Thursday, March 14, 2013
Favorite Author and My Guest Today: Amanda Hughes, Author of Wonderful, Epic Irish Historical Romances
Note: One lucky commenter today will have her choice of Amanda’s three novels in eBook format—so be sure I have your email or watch my blog for the winner's name!
Amanda, welcome to my blog! I am so excited to hear what you have to say about the Irish history that inspired your first novel and your new one!
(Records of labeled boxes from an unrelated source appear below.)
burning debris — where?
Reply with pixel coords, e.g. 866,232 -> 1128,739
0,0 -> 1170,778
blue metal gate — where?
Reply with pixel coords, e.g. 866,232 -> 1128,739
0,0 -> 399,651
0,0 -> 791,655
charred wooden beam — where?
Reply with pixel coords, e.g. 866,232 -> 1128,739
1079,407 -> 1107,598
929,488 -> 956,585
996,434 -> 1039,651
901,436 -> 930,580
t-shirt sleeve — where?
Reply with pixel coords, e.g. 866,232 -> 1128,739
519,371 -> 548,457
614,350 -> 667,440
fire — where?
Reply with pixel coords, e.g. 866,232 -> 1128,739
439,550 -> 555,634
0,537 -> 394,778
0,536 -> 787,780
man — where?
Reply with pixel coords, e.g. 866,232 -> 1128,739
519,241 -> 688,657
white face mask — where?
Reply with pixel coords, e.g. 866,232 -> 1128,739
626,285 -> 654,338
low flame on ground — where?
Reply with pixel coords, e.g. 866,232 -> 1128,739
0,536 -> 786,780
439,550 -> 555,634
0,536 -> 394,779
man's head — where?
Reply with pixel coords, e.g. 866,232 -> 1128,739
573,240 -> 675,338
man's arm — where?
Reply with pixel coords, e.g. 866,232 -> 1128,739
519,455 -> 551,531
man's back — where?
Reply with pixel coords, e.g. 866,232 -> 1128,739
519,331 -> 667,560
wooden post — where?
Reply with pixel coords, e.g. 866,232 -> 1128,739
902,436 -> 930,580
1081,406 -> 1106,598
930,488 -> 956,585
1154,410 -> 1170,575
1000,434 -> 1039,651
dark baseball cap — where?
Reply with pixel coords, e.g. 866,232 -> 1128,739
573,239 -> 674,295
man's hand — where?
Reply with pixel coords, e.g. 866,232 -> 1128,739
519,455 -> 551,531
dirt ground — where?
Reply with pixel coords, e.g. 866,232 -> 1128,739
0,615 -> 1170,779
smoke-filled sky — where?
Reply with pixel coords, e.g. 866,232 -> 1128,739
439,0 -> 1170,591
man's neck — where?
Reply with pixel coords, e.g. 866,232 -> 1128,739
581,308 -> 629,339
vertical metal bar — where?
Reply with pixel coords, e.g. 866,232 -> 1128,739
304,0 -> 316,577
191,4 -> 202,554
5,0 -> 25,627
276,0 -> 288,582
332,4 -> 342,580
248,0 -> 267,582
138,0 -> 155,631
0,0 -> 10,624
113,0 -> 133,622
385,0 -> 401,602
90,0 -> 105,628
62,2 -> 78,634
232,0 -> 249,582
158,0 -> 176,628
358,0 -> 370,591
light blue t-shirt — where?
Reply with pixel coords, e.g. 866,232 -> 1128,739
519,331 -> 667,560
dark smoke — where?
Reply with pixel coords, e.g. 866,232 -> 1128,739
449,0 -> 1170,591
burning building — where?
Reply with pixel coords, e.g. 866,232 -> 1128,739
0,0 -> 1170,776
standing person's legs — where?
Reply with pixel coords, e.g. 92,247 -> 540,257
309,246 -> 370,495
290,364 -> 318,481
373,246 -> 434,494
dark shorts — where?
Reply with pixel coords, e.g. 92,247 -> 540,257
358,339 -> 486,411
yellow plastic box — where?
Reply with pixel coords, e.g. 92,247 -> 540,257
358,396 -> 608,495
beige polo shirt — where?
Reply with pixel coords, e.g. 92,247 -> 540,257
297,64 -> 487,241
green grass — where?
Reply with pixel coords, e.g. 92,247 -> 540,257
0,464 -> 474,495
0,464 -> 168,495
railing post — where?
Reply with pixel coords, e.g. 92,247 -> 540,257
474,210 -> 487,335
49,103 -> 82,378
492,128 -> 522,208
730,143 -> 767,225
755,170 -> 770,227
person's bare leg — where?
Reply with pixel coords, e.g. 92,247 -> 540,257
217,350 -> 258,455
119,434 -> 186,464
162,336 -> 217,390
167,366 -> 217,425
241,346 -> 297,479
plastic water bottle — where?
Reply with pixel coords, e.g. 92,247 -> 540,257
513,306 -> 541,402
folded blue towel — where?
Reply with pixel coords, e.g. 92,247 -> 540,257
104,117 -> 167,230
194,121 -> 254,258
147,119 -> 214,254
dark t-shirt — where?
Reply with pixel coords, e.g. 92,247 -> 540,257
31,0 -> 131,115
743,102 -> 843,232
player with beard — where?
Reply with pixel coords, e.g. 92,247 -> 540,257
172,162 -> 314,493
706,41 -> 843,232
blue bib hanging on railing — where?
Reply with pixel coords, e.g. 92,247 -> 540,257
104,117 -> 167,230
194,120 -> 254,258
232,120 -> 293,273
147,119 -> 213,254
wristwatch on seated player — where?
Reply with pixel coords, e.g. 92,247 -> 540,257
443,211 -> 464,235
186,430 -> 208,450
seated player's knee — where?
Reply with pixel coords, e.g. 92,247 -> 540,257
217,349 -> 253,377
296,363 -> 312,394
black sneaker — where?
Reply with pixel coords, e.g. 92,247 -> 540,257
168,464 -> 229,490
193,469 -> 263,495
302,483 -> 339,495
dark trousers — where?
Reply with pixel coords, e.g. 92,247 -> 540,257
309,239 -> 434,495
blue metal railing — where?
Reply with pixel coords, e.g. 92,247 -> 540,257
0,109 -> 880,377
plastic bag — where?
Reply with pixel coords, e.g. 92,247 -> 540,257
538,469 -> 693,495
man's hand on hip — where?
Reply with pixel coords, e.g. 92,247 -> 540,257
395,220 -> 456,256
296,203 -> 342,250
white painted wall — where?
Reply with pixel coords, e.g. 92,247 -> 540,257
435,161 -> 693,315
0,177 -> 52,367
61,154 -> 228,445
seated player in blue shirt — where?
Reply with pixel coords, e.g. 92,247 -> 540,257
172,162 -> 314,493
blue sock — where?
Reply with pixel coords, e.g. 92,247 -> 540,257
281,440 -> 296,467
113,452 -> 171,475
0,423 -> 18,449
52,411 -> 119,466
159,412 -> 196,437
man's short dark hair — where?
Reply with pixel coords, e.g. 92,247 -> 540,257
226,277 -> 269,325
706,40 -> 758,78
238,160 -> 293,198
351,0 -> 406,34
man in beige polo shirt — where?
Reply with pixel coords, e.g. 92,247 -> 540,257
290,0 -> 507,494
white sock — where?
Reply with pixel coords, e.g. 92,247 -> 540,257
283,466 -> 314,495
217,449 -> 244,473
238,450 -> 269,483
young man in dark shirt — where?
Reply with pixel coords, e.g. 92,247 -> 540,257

Thanks, Regan, for having me on your blog. It is a pleasure to be here and I so appreciate the opportunity to talk about Ireland. I know you share that heritage, too, and we can celebrate St. Patrick’s Day together in remembering it.
Writing Historical Romances About the Irish
"A thin place? What do you mean?"
"The ancient Celts believed certain spots on Earth have thin boundaries between the natural and the supernatural world. I believe the monks felt that transparent quality here and for that reason chose this site for a monastery."
"What a beautiful idea. I've never heard of such a thing."
"Some think its romantic superstition. I prefer to think of it as evidence of eternity.”
~Darcy McBride to Father Etienne from Beyond the Cliffs of Kerry
About twenty years ago when I first read about “thin places” in an article for St. Patrick’s Day, I was moved. Little did I know that years later it would find its way into my debut novel Beyond the Cliffs of Kerry and influence my latest novel, The Sword of the Banshee.
All my life, I have loved all things Irish, but serious investigation into Ireland never occurred to me until I decided to write a novel. Although my mother taught me to be fiercely proud of my Irish heritage, she had no interest or knowledge in Irish history. The English monarchy is what fascinated her, and the study of Great Britain was a priority in school so their past is what I learned. All of my youth, I was under the impression that the Irish had no history at all. History did seem to be “written by the conquerors.”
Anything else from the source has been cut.